How to get the most out of your GPU subsampling to get the best image quality with your video games

0
4
How to get the most out of your GPU subsampling to get the best image quality with your video games
how to get the most out of your gpu subsampling

If we stick to a technical point of view, the experience that a video game offers us is conditioned by two parameters: its quality and the resolution at which we enjoy our games.

If the GPU of our graphics card works to the limit of its possibilities at the resolution that we usually use, we will not have room to use the strategy that we are going to propose in this article. However, this is not the stage that all players find themselves in.
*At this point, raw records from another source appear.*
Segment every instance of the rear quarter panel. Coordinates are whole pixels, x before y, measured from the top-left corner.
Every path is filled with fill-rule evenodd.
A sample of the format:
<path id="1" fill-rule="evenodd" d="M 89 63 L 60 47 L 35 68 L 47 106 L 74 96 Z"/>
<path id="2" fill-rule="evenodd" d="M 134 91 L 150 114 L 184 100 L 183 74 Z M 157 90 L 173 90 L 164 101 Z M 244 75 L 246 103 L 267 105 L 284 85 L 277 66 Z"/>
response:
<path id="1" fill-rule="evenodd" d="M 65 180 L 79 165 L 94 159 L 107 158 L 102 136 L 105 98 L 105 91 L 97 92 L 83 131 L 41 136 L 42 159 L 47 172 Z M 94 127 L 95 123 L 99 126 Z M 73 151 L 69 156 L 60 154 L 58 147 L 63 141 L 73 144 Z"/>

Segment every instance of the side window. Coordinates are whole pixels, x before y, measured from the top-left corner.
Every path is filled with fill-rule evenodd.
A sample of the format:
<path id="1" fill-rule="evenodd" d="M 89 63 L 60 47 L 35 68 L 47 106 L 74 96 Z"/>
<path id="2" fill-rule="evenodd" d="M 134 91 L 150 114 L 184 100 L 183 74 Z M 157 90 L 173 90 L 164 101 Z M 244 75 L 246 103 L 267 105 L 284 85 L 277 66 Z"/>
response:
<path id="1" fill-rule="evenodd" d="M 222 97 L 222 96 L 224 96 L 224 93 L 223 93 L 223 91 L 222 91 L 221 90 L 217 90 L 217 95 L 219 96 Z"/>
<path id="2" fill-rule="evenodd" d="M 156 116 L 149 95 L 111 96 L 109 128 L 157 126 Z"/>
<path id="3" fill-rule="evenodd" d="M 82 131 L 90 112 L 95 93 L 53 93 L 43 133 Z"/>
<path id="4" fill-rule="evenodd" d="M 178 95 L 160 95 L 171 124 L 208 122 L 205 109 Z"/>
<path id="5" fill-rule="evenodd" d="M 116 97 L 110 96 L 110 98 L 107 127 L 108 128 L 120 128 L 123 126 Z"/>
Some of them have a graphics card capable of work without too much stress to the native resolution of your monitor, and, therefore, prepared to throw very high rates of images per second.

A user who has, for example, a monitor with a Full HD panel and a GeForce RTX 3070 or Radeon RX 6700 XT graphics card will be able to enjoy a very high frame rate per second at 1080p in a good part of their games. These are the circumstances in which it is worthwhile resort to undersampling they are able to perform most of the relatively modern graphics cards. And, as we will see in this article, its impact on the quality of , a title that clearly benefits from graphic subsampling. In these images we can see that serrated edges are smoother when images are rendered at 2160p and subsequently compressed to 1080p than when rendered directly at 1080p.

Testquality1

In the following zoomed-in crop of the screenshots above we can clearly see that 2160p rendering combined with post 1080p compression retrieve more detail than direct rendering at this latter resolution. In addition, the sharpness of the images is higher, and, as a bonus, this technique often manages to reduce flicker noticeably (flickering). In this crop of the screenshot we can see that the level of detail of the rear glass of the car is higher when using a PC equipped with an AMD Ryzen 5 5600X processor and an AMD Radeon RX 6900 XT graphics card:

cyberpunk 2077

fps

rendered at 1080p

130

rendered at 1440p and scaled to 1080p

90

rendered at 2160p and scaled to 1080p

40

If we have powerful hardware, the best results will be obtained by rendering at 2160p and downsampling at 1440p or 1080p. We can also render at 1440p and downsample at 1080p. And even if we have an exceptionally powerful PC, we can consider rendering to a resolution greater than 2160p and subsample to this last definition. We have tested it, so that in the following table we have collected the frame rates per second that we have obtained in ‘Doom Eternal’ when using a Radeon RX 6900 XT and an Intel Core i9-10900K processor:

eternal doom

fps

rendered at 2160p

178

rendered at 5120 x 2880 and scaled to 2160p

100

rendered at 5760 x 3240 and scaled to 2160p

75

rendered at 7680 x 4320 and scaled to 2160p

42

Finally, in the third table we have collected the rates of images per second that we have obtained in ‘Wolfenstein: Youngblood’ using exactly the same hardware from the table above:

wolfenstein: youngblood

fps

rendered at 2160p

151

rendered at 5120 x 2880 and scaled to 2160p

90

rendered at 5760 x 3240 and scaled to 2160p

71

rendered at 7680 x 4320 and scaled to 2160p

40

Two more notes before concluding. Technologies can be combined with subsampling in which we have just investigated with the purpose of perceptibly increasing the rate of images per second that our graphics card delivers to us.

Nor should we overlook that subsampling increases the consumption of our graphics card due to the greater effort it must make to face rendering at a higher resolution. The Radeon RX 6900 XT that we have used in our tests uses around 60% of its resources when rendering at 1080p, but this figure increases up to 100% when doing it at 2160p and downsample to 1080p. In these circumstances the consumption of the PC increases by approximately 50 watts.